In order to decrease the size of government and the State, it’s helpful to understand what makes them grow larger in the first place. Robert Higgs calls our attention to this important question in Crisis and Leviathan, in which he reviews the main explanations such as the impact of interest groups and focuses our attention on the roles of crises and ideology. I’ve stressed that over long periods of time people tend to follow out the fundamental rules of the game. If these allow gains through the State, then sooner or later, political entrepreneurs will discover and invent ways to capture such gains.

Here I consider a related process called the "tyranny of the status quo," which is a tendency for certain situations to stay the same, as they are, and not revert to what they were before. The present rules over the past and the future. We tend to stick and be stuck in our current rut.

Milton Friedman popularized this idea regarding the permanence of government programs. For example, once Medicare is enacted, getting rid of it is well-nigh impossible. It becomes accepted and part of the status quo. The tyranny of the status quo helps government grow.

While this is true, the status quo changes whenever any program, such as Medicare, is enacted. The tyranny of the status quo is not the whole story of why we have big government.

Existing conditions change, and so far in America they have usually changed in one direction since the Revolution. Governments tend to grow and States tend to gain power. This goes on until the system collapses through a revolution of some sort. At that point we need other models to describe why and when breakdowns occur and what happens thereafter.

This growth process is like that of the U.S. stock market. It too tends to stay at a given price level until it is perturbed. It too has a long-term upward trend with occasional overshooting and some backsliding every now and then. The stock market is fairly well-described statistically as a random walk with upward trend and some mean reversion. This means that in stock markets everywhere, today’s stock price is about as good a predictor as a nave person can make of tomorrow’s stock price. This means that here too there is tyranny of the status quo. On a daily basis, the long-term upward trend is barely noticeable. But over time the trend, which helps provide a return to the investor, is noticeable and dominates. It is like the upward trend in government. In stock markets too, there are occasional revolutions. These are instances in which entire stock markets disappear, usually because entire economies break down.

Enter Robert Higgs and others who wonder how and why this growth of the State occurs. There are several complementary explanations that describe the how of the process, even if they do not always get at the why of it. This growth is difficult to explain in detail, but less difficult in general form. In this respect the problem resembles that of understanding the specific ups and downs of the stock market. Even after they have happened, no one ever knows why they happened although they pretend to. However, the long-term growth mirrors that of the underlying economy.

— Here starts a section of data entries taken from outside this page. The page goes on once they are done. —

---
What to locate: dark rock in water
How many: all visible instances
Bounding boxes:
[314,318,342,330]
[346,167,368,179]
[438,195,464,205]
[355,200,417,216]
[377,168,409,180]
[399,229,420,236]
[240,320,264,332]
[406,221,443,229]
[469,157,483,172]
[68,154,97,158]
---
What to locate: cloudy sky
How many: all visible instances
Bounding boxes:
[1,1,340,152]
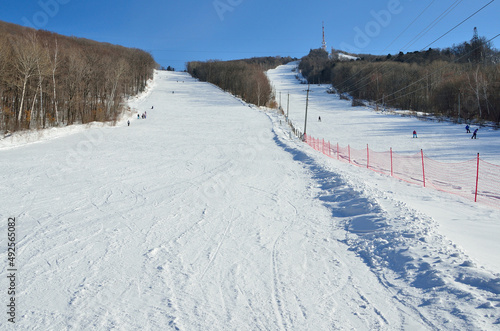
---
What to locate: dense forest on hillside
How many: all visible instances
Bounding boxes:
[299,30,500,123]
[0,21,157,132]
[187,57,294,106]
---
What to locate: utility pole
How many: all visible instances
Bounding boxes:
[304,84,310,138]
[286,93,290,119]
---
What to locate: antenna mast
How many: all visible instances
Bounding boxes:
[321,22,326,52]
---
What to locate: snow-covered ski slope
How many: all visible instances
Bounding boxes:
[0,66,500,330]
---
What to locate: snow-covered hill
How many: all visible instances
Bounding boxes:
[0,68,500,330]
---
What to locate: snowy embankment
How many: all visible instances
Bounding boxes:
[0,67,500,330]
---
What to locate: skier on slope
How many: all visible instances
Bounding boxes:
[470,129,479,139]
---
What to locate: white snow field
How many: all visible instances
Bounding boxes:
[0,63,500,330]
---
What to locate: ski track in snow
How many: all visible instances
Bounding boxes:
[0,68,500,330]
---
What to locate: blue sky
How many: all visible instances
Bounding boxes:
[0,0,500,70]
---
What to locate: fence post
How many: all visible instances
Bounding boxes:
[366,144,370,169]
[474,153,479,202]
[391,147,394,177]
[420,149,425,187]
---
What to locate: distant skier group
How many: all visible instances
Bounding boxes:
[127,106,153,126]
[413,124,479,139]
[465,124,479,139]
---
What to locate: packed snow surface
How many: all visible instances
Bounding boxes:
[0,63,500,330]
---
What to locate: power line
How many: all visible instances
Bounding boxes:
[422,0,495,50]
[382,0,436,52]
[375,33,500,103]
[402,0,463,51]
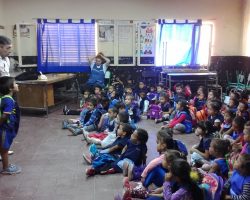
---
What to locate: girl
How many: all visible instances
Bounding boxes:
[207,100,224,132]
[224,154,250,200]
[101,128,148,176]
[209,138,230,180]
[156,159,204,200]
[0,76,21,174]
[223,117,245,144]
[155,92,171,124]
[86,52,110,88]
[241,121,250,154]
[193,86,207,111]
[219,110,235,136]
[190,121,213,167]
[167,100,192,134]
[236,102,249,121]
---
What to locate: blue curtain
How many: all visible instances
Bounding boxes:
[37,19,96,73]
[156,20,201,66]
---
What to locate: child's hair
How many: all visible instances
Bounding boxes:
[224,110,235,119]
[120,122,133,136]
[196,121,214,135]
[233,116,245,131]
[0,76,15,95]
[178,99,190,114]
[88,97,98,107]
[115,101,126,110]
[240,154,250,176]
[136,128,148,144]
[157,129,176,149]
[175,83,184,89]
[0,35,11,45]
[160,92,169,101]
[198,85,207,97]
[109,107,119,114]
[118,111,129,123]
[239,101,248,110]
[211,138,231,157]
[170,159,204,200]
[209,100,222,112]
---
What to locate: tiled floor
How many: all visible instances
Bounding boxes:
[0,108,197,200]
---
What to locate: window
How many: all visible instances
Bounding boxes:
[37,19,96,72]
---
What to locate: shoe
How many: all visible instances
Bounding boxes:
[82,153,92,165]
[62,120,69,129]
[86,168,95,176]
[68,127,82,136]
[1,164,22,175]
[63,105,69,115]
[100,168,116,175]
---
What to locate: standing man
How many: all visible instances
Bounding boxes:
[0,35,12,77]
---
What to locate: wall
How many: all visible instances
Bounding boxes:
[0,0,242,56]
[242,0,250,56]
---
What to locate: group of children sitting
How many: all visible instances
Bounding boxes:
[62,79,250,200]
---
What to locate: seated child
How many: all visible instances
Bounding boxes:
[190,121,213,167]
[83,123,133,176]
[224,154,250,200]
[85,107,118,143]
[206,138,230,180]
[241,121,250,154]
[236,102,249,121]
[163,100,192,134]
[102,128,148,176]
[223,116,245,144]
[207,100,224,132]
[219,110,235,137]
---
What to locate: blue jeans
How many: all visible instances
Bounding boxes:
[143,165,166,188]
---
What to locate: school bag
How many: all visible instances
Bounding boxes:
[148,104,162,119]
[175,140,188,156]
[200,173,224,200]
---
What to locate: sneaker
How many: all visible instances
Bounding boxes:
[68,127,82,136]
[82,153,92,165]
[100,168,116,175]
[63,105,69,115]
[1,164,22,175]
[62,120,69,129]
[86,168,95,176]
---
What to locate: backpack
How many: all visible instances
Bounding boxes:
[200,173,224,200]
[175,140,188,156]
[148,104,162,119]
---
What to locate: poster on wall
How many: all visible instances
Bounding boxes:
[98,25,114,42]
[140,22,155,57]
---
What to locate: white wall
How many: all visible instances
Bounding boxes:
[242,0,250,56]
[2,0,242,56]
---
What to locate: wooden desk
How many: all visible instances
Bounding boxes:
[17,74,75,115]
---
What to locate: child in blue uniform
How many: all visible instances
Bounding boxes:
[0,76,21,174]
[87,53,110,88]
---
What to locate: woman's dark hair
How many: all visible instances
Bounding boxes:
[211,138,231,157]
[0,76,15,95]
[120,122,134,136]
[209,100,222,112]
[0,35,11,45]
[136,128,148,144]
[178,99,190,115]
[196,121,214,135]
[233,116,246,131]
[170,159,204,200]
[198,85,207,97]
[118,111,129,123]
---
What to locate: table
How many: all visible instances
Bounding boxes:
[161,72,218,88]
[17,74,76,115]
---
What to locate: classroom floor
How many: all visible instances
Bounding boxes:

We can’t understand the stock market in detail because its total action aggregates billions or trillions of bits of information that no one is privy to. Similarly, the "macro" changes in our political system result from many individual "micro" decisions that we can never fully fathom. With due regard for the clan of conspiracy theorists who regularly regale me with the notion that there exists some group who for a hundred years has planned and plotted the political situation we are in with some aim in mind, which is either world government, barbarism, feudalism, or Armageddon (take your pick), I do believe that minds have been at work but in a far more complex mosaic of typically uncoordinated aims and actions than we or any historians will ever figure out. Some of what has happened we can understand, but there are inherent limits to the knowledge we can attain.

Despite the fact that individuals take action, we do not get the State that we deserve, even though it does in a way reflect individual acts and values. In Woody Allen’s hilarious comedy Take the Money and Run, he and five other convicts are chained together when they escape. We’re in similar straits, doing the best we can but locked together by majority rule, among other things. Our abilities to make our way are bounded and constrained in important political ways. Perhaps there is a conspiracy. Perhaps there is someone somewhere who is laughing at us.

One explanation (among several) of our Brobdingnagian State is that growth of government sometimes occurs via a ratchet effect. A big event happens, like World War I. The State assumes powers it didn’t have before the war. Afterwards, the status quo ante is never fully restored, even though the emergency, real, contrived, or imagined, is over. The new status quo is one of increased State power, perhaps with some reversion back to the previous situation. This rise and partial reversion is the ratchet effect.

This story fits some events, but for the continuing onslaught of laws from 1965 onwards it does not seem to apply. It’s hard to specify crises that brought about socialized medicine, environmental laws, civil rights laws and their various extensions, safety laws, education programs, or the recent prescription drug benefit law. Once they are in place though, the tyranny of the status quo takes over, and they don’t go away easily unless the government ignores them and their enforcement.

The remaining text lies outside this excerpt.